Here we overview the current status of EPR approaches used in combination with functional paramagnetic probes that provide quantitative information on chemical TME and redox (pO, pH, redox status, Pi, and GSH). In particular, an application of a recently developed dual-function pH and redox nitroxide probe and multifunctional trityl probe provides unsurpassed opportunity for in vivo concurrent measurements of several TME parameters in preclinical studies. The measurements of several parameters using a single probe allow for their correlation analyses independent of probe distribution and time of measurements.

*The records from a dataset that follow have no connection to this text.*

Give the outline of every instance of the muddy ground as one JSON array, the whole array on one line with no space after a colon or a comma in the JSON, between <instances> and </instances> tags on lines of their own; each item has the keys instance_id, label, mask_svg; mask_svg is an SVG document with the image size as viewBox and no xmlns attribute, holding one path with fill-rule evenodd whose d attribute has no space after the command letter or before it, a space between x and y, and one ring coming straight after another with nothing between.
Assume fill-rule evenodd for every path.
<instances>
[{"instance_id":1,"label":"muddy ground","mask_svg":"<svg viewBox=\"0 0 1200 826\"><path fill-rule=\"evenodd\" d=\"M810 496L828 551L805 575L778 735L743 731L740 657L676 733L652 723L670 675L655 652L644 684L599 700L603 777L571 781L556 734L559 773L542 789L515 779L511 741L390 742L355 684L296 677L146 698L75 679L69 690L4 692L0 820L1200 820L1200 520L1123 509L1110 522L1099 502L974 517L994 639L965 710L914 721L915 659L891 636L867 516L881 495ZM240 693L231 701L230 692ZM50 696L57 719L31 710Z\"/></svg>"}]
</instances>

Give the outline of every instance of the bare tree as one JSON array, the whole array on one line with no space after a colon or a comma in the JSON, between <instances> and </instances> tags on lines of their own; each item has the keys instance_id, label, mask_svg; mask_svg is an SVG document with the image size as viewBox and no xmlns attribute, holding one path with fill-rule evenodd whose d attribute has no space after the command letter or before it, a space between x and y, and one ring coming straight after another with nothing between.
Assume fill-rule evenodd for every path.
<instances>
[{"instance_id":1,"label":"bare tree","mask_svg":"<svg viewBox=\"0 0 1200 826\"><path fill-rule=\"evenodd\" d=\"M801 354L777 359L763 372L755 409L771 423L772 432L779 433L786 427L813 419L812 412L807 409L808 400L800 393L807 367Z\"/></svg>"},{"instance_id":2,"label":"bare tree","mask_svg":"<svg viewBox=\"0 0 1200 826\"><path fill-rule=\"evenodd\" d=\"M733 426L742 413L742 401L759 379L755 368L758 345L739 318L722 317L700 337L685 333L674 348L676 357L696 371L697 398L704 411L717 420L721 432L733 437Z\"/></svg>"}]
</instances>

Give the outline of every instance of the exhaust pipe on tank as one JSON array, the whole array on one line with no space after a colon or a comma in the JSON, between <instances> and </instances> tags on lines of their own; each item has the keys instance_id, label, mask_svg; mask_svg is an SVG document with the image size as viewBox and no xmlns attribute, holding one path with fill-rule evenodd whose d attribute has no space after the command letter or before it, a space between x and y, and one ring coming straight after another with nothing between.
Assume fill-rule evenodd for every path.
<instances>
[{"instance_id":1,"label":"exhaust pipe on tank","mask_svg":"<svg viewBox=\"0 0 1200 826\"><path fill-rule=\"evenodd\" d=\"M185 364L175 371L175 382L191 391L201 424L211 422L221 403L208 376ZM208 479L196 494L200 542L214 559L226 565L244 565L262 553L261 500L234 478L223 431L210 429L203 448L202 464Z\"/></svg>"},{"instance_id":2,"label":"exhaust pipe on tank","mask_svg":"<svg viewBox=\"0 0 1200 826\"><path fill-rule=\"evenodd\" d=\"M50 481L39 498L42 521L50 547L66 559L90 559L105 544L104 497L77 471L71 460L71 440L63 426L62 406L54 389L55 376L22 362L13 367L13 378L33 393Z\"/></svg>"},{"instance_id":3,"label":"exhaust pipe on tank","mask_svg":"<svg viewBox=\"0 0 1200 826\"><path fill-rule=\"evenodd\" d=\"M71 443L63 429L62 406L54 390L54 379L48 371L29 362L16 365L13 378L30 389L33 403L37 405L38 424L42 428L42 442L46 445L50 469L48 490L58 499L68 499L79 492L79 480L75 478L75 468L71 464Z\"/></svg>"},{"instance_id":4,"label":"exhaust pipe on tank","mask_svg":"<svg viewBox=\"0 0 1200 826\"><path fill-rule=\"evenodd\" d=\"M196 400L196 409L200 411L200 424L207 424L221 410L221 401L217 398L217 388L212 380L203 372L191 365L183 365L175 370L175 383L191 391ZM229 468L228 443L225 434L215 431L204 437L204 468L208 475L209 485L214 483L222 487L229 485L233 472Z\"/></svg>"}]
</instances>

The recent progress in clinical EPR instrumentation and development of biocompatible paramagnetic probes for in vivo multifunctional TME profiling eventually will make possible translation of these EPR techniques into clinical settings to improve prediction power of early diagnostics for the malignant transition and for future rational design of TME-targeted anticancer therapeutics. Antioxid. Redox Signal. 28, 1365-1377.
肿瘤微环境 (TME) 在癌症进展、治疗耐药性以及作为治疗干预的靶点方面的关键作用越来越受到重视。TME 的重要生理成分包括组织缺氧、酸中毒、高还原能力、细胞内谷胱甘肽 (GSH) 浓度升高和间质无机磷酸盐 (Pi)。非侵入性体内 pO2、pH、GSH、Pi 和氧化还原评估提供了对 TME 中生物过程的独特见解,并可能成为临床前抗癌药物筛选和优化 TME 靶向治疗策略的工具。最新进展:在活组织中有合理的射频穿透深度,以及在功能性顺磁探针的开发方面取得的进展,使得基于低场电子顺磁共振 (EPR) 的光谱学和成像成为非侵入性评估 TME 参数的最适当方法。
在这里,我们概述了与提供有关化学 TME 和氧化还原 (pO2、pH、氧化还原状态、Pi 和 GSH) 的定量信息的功能顺磁探针结合使用的 EPR 方法的现状。特别是,最近开发的双功能 pH 和氧化还原氮氧自由基探针和多功能三苯甲基探针的应用为在临床前研究中进行几种 TME 参数的体内同时测量提供了前所未有的机会。使用单个探针测量多个参数允许独立于探针分布和测量时间对它们进行相关分析。
临床 EPR 仪器的最新进展以及用于体内多功能 TME 分析的生物相容性顺磁探针的开发最终将使这些 EPR 技术能够转化为临床环境,从而提高对恶性转化的早期诊断的预测能力,并为未来合理设计针对 TME 的抗癌治疗方法提供帮助。抗氧化。氧化还原信号。28,1365-1377。